Die Regierung Ahmadinedschad musste lernen, dass der alte Trick, innenpolitische Spannungen mit Angriffen und Verschwörungspropaganda gegen die Vereinigten Staaten und den gesamten Westen aufzulösen, nicht mehr funktioniert. Nun spielt sie auf Zeit und hofft, die Proteste mit Gewalt ersticken zu können. Vor diesem Hintergrund ist klar, dass wir in Deutschland weiter genau beobachten müssen, was im Iran passiert. Protestiert wird weiter, auch wenn es die iranische Zensur immer schwieriger macht, an Informationen darüber zu kommen. Dennoch dürfen wir das Ende der Proteste nicht herbeireden - nicht zuletzt würden wir damit auch den vielen iranischstämmigen Deutschen ihre Hoffnung nehmen, die um ihre Verwandten und Bekannten im Iran fürchten und sich jeden Tag an Lichterketten und Demonstrationen beteiligen.

Wir müssen aufhören, den Iran ausschließlich unter dem Aspekt der Atomfrage zu betrachten und stattdessen klar die Menschenrechte in den Mittelpunkt rücken. Die Bundesregierung sollte den Dialog mit dem iranischen Regime nicht einfrieren, aber sie muss eine klare Sprache zu den Menschenrechtsverletzungen und zur Gewalt der Sicherheitskräfte gegen die Oppositionellen sprechen. Damit würde sie den Protestierenden im Iran das Signal senden, dass ihre Demonstrationen weiter gehört und gesehen werden. Und sie würde Ahmadinedschad zeigen, dass er mit seinem Volk nicht alleine auf der Welt ist und deshalb nicht tun und lassen kann, was er möchte.

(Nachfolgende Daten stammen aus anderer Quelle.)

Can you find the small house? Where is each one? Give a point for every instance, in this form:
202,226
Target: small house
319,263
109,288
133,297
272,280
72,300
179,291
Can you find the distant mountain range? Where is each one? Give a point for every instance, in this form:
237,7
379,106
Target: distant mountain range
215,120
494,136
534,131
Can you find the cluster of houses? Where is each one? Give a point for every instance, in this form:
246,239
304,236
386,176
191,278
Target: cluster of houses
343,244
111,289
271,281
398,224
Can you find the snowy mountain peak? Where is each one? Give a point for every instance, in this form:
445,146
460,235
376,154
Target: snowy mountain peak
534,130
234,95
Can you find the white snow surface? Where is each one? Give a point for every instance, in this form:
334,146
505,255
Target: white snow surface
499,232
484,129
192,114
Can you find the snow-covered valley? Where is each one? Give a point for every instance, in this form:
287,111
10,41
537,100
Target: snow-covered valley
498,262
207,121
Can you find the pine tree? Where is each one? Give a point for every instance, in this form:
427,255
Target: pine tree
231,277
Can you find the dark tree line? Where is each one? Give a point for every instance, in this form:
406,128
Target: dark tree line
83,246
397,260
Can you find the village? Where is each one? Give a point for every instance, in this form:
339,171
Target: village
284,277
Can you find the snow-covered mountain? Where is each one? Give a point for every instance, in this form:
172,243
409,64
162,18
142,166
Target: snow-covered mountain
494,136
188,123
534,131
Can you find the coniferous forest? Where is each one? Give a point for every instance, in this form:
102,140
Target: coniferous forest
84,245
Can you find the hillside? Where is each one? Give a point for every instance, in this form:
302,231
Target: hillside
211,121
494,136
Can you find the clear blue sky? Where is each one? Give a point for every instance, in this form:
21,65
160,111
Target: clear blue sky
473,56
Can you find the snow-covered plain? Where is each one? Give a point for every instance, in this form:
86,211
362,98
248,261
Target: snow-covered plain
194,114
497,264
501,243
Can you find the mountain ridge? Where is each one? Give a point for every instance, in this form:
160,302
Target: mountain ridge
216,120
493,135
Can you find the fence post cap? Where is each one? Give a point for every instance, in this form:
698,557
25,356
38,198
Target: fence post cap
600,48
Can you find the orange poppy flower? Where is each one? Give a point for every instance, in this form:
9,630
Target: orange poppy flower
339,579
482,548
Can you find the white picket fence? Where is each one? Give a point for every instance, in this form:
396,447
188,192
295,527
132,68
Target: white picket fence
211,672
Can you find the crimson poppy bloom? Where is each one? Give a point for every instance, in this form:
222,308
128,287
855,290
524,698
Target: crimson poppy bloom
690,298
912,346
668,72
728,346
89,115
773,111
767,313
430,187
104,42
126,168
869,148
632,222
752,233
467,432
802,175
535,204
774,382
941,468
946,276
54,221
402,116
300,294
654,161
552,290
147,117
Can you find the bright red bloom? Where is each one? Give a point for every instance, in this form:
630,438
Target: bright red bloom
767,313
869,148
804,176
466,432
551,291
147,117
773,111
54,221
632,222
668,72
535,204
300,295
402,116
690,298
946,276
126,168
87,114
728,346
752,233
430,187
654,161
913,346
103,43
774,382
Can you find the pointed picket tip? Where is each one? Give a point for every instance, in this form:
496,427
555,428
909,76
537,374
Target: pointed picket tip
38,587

Bereits jetzt hat sich der Iran durch die Wahlen verändert. Es kann aber noch Wochen und Monate dauern, bis die Proteste der Menschen auf den Straßen Früchte tragen und sich Veränderungen im System einstellen. Niemand kann heute sagen, ob die Auseinandersetzungen noch blutiger werden, als sie es derzeit bereits sind. Oder ob sich in der nächsten Zeit eine Form des stillen, schleichenden Protestes entwickelt, der die noch vorhandene militärische Machtbasis des Regimes langsam aushöhlen wird. Das Fundament dafür wurde in diesem Präsidentschaftswahlkampf gelegt.

Auch das Iran-Bild bei uns in Deutschland hat sich verändert. Der Iran ist nicht mehr nur das im finsteren Mittelalter verhaftete Land der streng dreinblickenden Mullahs, der fanatischen Vollbartträger und der Frauen, die unter den Tschador gezwungen werden. In Wirklichkeit ist der heutige Iran eine vielfältige und sehr junge Gesellschaft, deren Menschen nach Freiheit, Modernität und Internationalität streben. Sie haben in den letzten Wochen sehr viel Mut bewiesen und im Kampf für diese Ziele Leib und Leben aufs Spiel gesetzt. Sie werden das auch weiter tun. Daran sollten wir denken, wenn die Nachrichten aus dem Iran verebben und Journalisten schreiben: "Die Proteste im Iran kommen zum Erliegen."